Conversely, when the probability is zero or very small, then the event occurs extremely rarely; such an event is said to be almost impossible.

Sometimes the probability is expressed as a percentage: R(A) 100% is the average percentage of the number of occurrences of the event A.

Example 2.13. When dialing a phone number, the subscriber forgot one digit and dialed it at random. Find the probability that the desired digit is dialed.

Solution.

Denote by BUT event - "the required number is dialed".

The subscriber could dial any of the 10 digits, so the total number of possible elementary outcomes is 10. These outcomes are incompatible, equally possible and form a complete group. Favors the event BUT only one outcome (the required number is only one).
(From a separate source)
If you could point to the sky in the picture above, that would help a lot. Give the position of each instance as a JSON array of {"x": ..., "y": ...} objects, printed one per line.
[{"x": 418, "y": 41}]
The desired probability is equal to the ratio of the number of outcomes that favor the event to the number of all elementary outcomes:

The classical probability formula provides a very simple way to calculate probabilities that does not require experimentation. However, the simplicity of this formula is very deceptive. The fact is that when using it, as a rule, two very difficult questions arise:

1. How to choose a system of outcomes of experience so that they are equally likely, and is it possible to do this at all?

2. How to find numbers m And n?

If multiple subjects are involved in an experiment, it is not always easy to see equally likely outcomes.

The great French philosopher and mathematician d'Alembert entered the history of probability theory with his famous mistake, the essence of which was that he incorrectly determined the equiprobability of outcomes in an experiment with only two coins!

Example 2.14. ( d'Alembert error). Two identical coins are tossed. What is the probability that they fall on the same side?

d'Alembert's solution.

Experience has three equally possible outcomes:

1. Both coins will fall on the "eagle";

2. Both coins will fall on "tails";

3. One of the coins will land on heads, the other on tails.

Correct solution.

Experience has four equally possible outcomes:

1. The first coin will fall on the "eagle", the second also on the "eagle";

2. The first coin will fall on "tails", the second will also fall on "tails";

3. The first coin will land on heads, and the second on tails;

4. The first coin will land on tails, and the second on heads.

Of these, two outcomes will be favorable for our event, so the desired probability is equal to .

d'Alembert made one of the most common mistakes made when calculating probability: he combined two elementary outcomes into one, thereby making it unequal in probability to the remaining outcomes of the experiment.